Licensed Legacy

Family Tradition Tags a Rare 1962½ Fairlane Sports Coupe

by Jeff Barnes

George Rogers wants to talk about his car – but first let him tell you about its plates.

Beginning almost a hundred years ago, a Rogers has driven a car with Nebraska license plates reading “1962.” The tradition started in 1919 when his grandfather Edgar took on a very interesting job – that of chauffeur to George and Sara Joslyn (yes, THE Joslyns of Joslyn Castle fame).

“My grandfather lived above the estate’s carriage house,” said Rogers, a professor at Clarkson College. “I have pictures of my grandfather and father in the picture, at the castle. I recently identified a photo at the castle’s archives, with my grandfather holding open the door of a 1919 Packard for the Joslyns.”

The first car the “1962” plates went on was the couple’s 1913 Stevens-Duryea, and as used to be the custom, always received that number when renewing the plates. They were transferred to Edgar after Sara Joslyn’s death in 1940. He regularly renewed the plates and they stayed with the family not only through time but a tornado. “They went through the ’75 tornado at 84th and L, on a 1970 Maverick flipped upside down,” Rogers said.

The Maverick was, of course, a Ford and Rogers has always been a Ford guy, and the plates now sit, not too coincidentally, on Rogers’ 1962 ½ Ford Fairlane Sports Coupe. Having the number on the model year is a neat trick, but his first car actually was a 1962 Fairlane that his grandfather gave him. Years after selling it, he went looking for one again in the 1990s.


“My sons knew I was looking for one and found it in the paper for $250,” said Rogers, then a professor at UNL. “It was a piece of crap – it still had 1975 plates on it so hadn’t been run since then. There was no engine in it, and my wife wouldn’t even let it in the garage for the mice she thought would be in it.”

Still teaching full-time, it was only partially restored when he took a job at Purdue University. He finished it in 2004 while still there, making it an eight-year restoration.

“It was hard to budget out the time while working, but I did everything myself,” Rogers said, with the exception of MAACO doing the paint job, recreating the original “Heritage Burgundy” color. That color was originally intended for the Thunderbird, he said, but he identified it from the VIN and the build sheet found under the back seat.
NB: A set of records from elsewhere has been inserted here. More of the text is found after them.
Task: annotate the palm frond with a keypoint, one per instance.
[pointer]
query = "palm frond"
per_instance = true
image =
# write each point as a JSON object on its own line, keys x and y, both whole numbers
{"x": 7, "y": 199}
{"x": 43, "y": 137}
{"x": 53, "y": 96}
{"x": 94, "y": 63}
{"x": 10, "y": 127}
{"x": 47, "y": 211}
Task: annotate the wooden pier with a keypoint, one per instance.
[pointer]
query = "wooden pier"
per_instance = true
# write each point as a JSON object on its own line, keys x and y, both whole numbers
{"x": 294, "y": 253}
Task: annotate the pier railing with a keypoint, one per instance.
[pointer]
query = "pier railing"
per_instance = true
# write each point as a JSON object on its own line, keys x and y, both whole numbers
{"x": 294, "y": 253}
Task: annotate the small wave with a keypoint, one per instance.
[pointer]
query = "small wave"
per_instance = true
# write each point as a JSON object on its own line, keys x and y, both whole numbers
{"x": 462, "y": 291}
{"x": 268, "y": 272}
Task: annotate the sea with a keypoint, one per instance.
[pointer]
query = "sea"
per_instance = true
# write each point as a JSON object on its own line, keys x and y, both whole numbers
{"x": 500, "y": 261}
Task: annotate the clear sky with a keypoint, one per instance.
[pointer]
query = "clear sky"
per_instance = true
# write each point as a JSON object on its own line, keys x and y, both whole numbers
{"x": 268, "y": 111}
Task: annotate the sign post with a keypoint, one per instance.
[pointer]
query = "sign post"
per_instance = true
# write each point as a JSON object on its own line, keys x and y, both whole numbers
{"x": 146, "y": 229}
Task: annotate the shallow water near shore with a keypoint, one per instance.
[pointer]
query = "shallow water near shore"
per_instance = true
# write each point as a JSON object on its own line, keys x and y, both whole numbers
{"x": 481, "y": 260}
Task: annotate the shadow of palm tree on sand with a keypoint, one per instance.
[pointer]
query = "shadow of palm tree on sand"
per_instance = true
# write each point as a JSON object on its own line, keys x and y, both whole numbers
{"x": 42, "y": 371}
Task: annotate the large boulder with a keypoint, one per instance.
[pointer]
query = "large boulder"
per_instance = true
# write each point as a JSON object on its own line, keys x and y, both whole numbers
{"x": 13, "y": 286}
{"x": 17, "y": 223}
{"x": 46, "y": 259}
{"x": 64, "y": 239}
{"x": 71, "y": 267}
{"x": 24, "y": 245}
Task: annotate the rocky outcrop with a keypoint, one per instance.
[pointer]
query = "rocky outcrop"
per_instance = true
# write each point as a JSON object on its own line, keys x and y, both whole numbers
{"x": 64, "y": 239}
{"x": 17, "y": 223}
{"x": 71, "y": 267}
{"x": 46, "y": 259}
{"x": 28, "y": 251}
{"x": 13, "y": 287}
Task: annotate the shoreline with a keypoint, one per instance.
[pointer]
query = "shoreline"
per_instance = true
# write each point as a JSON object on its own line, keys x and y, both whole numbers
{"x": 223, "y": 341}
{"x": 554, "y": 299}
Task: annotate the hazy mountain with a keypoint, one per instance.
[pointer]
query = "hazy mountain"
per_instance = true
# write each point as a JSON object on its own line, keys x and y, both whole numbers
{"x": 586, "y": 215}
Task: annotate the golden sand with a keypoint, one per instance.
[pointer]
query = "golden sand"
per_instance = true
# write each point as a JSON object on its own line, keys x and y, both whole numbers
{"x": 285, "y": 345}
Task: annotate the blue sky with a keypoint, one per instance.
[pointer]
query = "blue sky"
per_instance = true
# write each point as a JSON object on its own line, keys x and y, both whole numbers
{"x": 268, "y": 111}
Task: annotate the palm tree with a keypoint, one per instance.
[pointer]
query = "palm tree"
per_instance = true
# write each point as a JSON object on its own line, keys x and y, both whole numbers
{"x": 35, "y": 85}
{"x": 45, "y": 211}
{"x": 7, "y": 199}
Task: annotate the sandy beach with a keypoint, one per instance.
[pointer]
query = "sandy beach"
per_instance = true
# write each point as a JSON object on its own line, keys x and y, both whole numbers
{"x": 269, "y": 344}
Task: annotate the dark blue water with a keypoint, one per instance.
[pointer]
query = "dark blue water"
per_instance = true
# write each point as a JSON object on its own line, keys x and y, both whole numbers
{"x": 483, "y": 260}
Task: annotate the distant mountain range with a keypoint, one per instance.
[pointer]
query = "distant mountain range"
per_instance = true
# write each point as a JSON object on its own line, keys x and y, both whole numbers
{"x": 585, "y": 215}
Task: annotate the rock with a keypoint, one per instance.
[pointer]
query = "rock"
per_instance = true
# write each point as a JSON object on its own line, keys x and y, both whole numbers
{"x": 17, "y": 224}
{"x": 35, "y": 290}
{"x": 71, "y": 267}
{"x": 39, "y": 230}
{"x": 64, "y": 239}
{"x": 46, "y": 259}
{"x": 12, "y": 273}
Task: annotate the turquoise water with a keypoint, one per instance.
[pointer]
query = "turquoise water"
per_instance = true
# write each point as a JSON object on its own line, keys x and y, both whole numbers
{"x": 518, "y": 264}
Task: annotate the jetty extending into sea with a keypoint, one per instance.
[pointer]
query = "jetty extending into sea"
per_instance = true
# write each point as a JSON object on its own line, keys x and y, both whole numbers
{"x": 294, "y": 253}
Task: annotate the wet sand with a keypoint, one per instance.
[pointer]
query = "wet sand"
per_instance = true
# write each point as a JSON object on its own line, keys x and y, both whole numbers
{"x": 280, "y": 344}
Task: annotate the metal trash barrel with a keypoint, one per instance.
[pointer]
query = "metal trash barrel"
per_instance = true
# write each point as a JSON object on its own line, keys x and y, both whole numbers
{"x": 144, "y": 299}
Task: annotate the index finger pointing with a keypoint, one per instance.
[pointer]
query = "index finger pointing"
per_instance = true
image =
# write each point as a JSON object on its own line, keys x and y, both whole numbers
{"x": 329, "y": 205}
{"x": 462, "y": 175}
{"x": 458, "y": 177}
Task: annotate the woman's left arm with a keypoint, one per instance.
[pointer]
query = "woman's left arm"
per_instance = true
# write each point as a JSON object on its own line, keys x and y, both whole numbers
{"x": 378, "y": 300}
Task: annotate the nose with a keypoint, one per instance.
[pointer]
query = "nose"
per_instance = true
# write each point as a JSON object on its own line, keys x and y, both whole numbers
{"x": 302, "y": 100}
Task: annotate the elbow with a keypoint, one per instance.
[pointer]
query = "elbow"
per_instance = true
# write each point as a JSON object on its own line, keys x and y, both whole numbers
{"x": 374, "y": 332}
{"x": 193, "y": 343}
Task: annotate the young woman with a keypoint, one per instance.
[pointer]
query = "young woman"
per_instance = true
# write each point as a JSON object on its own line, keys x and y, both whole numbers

Rogers’ Fairlane is the Sports Coupe, coming out in mid-year 1962. “This was rare – Ford took the Falcon bucket seats and console, put them in, and called it a sports coupe,” he said. “In 1963 they added a lot more refinements to it.”

He installed a rebuilt 221 c.i. Engine, rebuilt the transmission, put in all new suspension and new leaf springs, and redid the whole electrical system. “I rewired it for a modern fuse box so it would be safer to drive,” Rogers said, “and put in an alternator for better driveability and halogen lights. I also replaced the single-bowl with a dual-bowl master brake cylinder so brakes wouldn’t go out completely on me.”

He drives about 700 miles a year with the car, with the occasional local show but especially trips like the Fairlane Nationals. The next Fairlane Nationals is at Dearborn, Mich., he said, so next year will be one of the rare times he has the car on a trailer. “It’s not a show car, it’s a driver,” Rogers said, “and that was always the plan.”